Who said Hoosiers were fat? |
So I got caught yesterday. My daughter showed up before my second cup of coffee and dragged me to the Annual Downtown Madison Christmas Parade. My grandson was to play trumpet in the high school band. Actually, I like band music, and the uniforms are usually very sharp, so I went without protest. What a rip-off! As the band passed us they held their instruments to their chests and marched by in silence. They left their uniforms in the band room and instead wore sweatshirts with girly scrolly stuff on the front. $20 says those guys will never wear those shirts again. They'd rather wear their sisters' skirts. Make no mistake, I admire these students for giving up their Saturday morning for grandmothers, I just wish they weren't forced to dress like them.

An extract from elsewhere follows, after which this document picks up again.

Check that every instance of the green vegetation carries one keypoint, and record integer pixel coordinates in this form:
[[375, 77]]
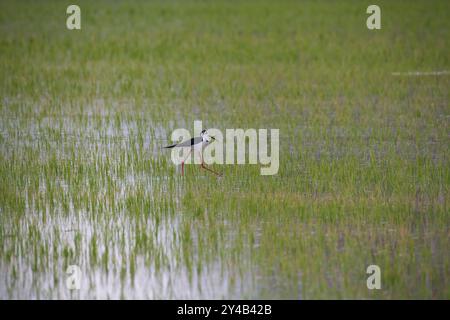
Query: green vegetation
[[364, 168]]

Holy smokes! Did I pay that speeding ticket? |
We don't have too many exciting entries in our parades, so we always start with law enforcement showing off their rolling stock. Even with their sirens going at full tilt it's hard to stay awake. Before we get to see the parade we also have to clap and cheer for the snow plow, the street sweeper, and four utility trucks. To make them Christmasy, the drivers often wear Santa hats.
By the time the Oscar Mayer Wiener car drove by, we were ready for excitement. This parade-goer was overwhelmed with emotion. After I took this photo he turned toward the street and with tears in his eyes, and his hand on his chest, sang loudly,
"Oh, I wish I were an Oscar Mayer wiener."
Those of us nearby were overcome with hometown pride. We gave this guy a big group hug. He smelled like maple syrup.